Do You Love Bees? A Practical Guide for Implementing Pollinator Policy
June 19, 2020 | This is a guest blog from Representative Rick Hansen, who has championed pollinator protection in Minnesota. In this blog, he outlines the progress and success of his state in protecting all pollinators – including native bees, butterflies, and moths.
We have been working on pollinator policy for nearly 10 years in Minnesota. Throughout this journey, we have emphasized science and a diverse set of approaches. Pollinators are under threat from a variety of stressors: poor habitat, poor nutrition, parasites, and pesticides. In Minnesota, we have attempted to address all with a variety of approaches. We have found that pesticides are the most problematic issue to resolve.
Throughout our efforts, we have kept the focus on all pollinators, especially the native bees, butterflies, and moths, not just honeybees. Diversity is strength. Using multiple approaches (investing in research, changing statutes, and creating new programs) for multiple problems provides better outcomes.
We invested in building and staffing the University of Minnesota Bee Lab and directed state agencies such as the Minnesota Department of Natural Resources, Minnesota Zoo, and the Minnesota Board of Water & Soil Resources (private lands assistance) to develop and implement pollinator assessment, habitat, and research.
- We incorporated more pollinator training in pesticide training and education law (2017).
- We developed a compensation program (2014) for beekeepers who lost bees due to pesticide incidents.
- We required new public lands to have pollinator habitat (2019).
- We required that labels on greenhouse plant sales do not market as pollinator-friendly (2018) when they are not.
For years we have heard from the rural, agricultural interests: “What are you doing about the city folks and their lawncare?” In the fall of 2018, we used the press to promote the idea of “Lawns2Legumes.” We used the same model as agricultural soil and water conservation cost-share to provide technical and financial assistance to homeowners and communities to convert their lawns to pollinator habitat (using science and appropriate habitat). We appropriated $900,000 from our lottery proceeds in the Environment and Natural Resources Trust Fund. Demand for Lawns2Legumes, even during these difficult times, has been immense and intense throughout Minnesota in rural, suburban, and urban communities. Pollinators unite people.

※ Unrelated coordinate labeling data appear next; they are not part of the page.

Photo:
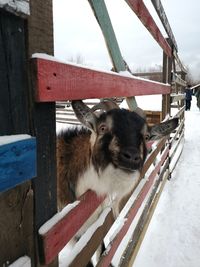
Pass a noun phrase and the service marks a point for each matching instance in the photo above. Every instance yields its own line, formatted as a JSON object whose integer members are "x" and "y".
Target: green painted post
{"x": 102, "y": 16}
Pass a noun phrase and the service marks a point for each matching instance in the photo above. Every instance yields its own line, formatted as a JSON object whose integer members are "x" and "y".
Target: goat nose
{"x": 132, "y": 157}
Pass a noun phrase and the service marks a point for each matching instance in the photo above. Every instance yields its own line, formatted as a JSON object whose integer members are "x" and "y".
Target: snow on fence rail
{"x": 54, "y": 82}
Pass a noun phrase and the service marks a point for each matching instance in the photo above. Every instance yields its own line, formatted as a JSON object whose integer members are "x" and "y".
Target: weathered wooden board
{"x": 52, "y": 241}
{"x": 18, "y": 7}
{"x": 18, "y": 163}
{"x": 163, "y": 17}
{"x": 108, "y": 255}
{"x": 132, "y": 249}
{"x": 143, "y": 14}
{"x": 59, "y": 81}
{"x": 16, "y": 205}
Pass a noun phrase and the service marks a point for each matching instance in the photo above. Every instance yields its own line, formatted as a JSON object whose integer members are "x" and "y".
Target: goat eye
{"x": 147, "y": 137}
{"x": 102, "y": 128}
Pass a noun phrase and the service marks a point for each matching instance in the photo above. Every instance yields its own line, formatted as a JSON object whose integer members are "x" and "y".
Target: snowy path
{"x": 173, "y": 236}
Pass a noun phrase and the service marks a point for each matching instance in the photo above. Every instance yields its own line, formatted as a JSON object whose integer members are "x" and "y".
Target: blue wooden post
{"x": 17, "y": 162}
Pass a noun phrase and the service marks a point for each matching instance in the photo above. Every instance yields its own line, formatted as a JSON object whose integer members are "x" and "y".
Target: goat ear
{"x": 162, "y": 129}
{"x": 140, "y": 112}
{"x": 84, "y": 114}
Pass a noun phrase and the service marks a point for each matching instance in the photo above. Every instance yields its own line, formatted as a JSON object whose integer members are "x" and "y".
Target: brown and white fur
{"x": 105, "y": 156}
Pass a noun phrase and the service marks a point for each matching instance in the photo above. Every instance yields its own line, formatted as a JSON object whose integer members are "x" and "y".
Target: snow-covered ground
{"x": 172, "y": 239}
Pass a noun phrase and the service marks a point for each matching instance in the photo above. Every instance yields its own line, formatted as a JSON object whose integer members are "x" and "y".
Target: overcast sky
{"x": 76, "y": 33}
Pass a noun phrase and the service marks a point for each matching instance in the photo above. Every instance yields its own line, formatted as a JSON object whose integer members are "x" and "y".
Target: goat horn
{"x": 105, "y": 105}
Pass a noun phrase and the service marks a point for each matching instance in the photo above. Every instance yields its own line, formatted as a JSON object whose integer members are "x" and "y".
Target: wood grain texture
{"x": 143, "y": 14}
{"x": 17, "y": 7}
{"x": 61, "y": 233}
{"x": 107, "y": 257}
{"x": 18, "y": 163}
{"x": 16, "y": 209}
{"x": 58, "y": 81}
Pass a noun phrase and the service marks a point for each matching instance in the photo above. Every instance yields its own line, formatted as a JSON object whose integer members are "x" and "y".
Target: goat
{"x": 107, "y": 155}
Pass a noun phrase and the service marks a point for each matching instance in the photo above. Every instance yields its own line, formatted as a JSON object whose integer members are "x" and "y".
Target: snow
{"x": 57, "y": 217}
{"x": 21, "y": 262}
{"x": 65, "y": 258}
{"x": 7, "y": 139}
{"x": 172, "y": 239}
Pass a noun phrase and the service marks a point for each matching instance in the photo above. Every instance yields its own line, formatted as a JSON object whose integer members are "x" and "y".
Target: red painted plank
{"x": 145, "y": 17}
{"x": 58, "y": 81}
{"x": 61, "y": 233}
{"x": 106, "y": 260}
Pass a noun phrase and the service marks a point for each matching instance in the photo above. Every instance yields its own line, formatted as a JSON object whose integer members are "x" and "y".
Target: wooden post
{"x": 105, "y": 24}
{"x": 40, "y": 39}
{"x": 167, "y": 68}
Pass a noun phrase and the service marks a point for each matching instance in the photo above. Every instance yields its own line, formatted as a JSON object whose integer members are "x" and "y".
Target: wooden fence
{"x": 49, "y": 82}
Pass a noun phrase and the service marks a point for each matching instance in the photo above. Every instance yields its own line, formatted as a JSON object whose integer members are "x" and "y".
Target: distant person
{"x": 188, "y": 97}
{"x": 197, "y": 94}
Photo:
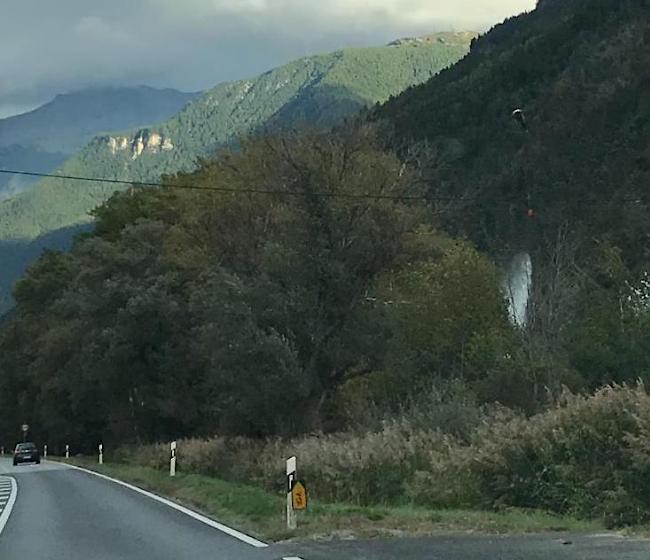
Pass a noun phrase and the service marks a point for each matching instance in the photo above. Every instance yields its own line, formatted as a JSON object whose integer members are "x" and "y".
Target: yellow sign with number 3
{"x": 299, "y": 496}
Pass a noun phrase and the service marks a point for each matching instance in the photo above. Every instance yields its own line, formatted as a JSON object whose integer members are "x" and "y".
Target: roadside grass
{"x": 261, "y": 513}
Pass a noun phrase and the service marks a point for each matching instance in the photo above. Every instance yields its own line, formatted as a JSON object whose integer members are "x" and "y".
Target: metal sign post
{"x": 291, "y": 477}
{"x": 172, "y": 460}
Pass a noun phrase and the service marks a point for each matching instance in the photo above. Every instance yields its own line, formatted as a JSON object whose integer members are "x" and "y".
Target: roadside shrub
{"x": 587, "y": 455}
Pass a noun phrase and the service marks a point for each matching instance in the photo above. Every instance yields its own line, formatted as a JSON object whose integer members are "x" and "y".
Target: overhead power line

Minnesota made the Rusty Patched Bumble Bee (Bombus affinis) our State Bee to help protect this very endangered species. We also targeted funding from the Lawns2Legumes program to help protect the species. The public response has been great.
There are many options and avenues available to protect pollinators. We still have much work to do and are continuing our efforts. NCEL has a library of pollinator bills that we and other states have passed.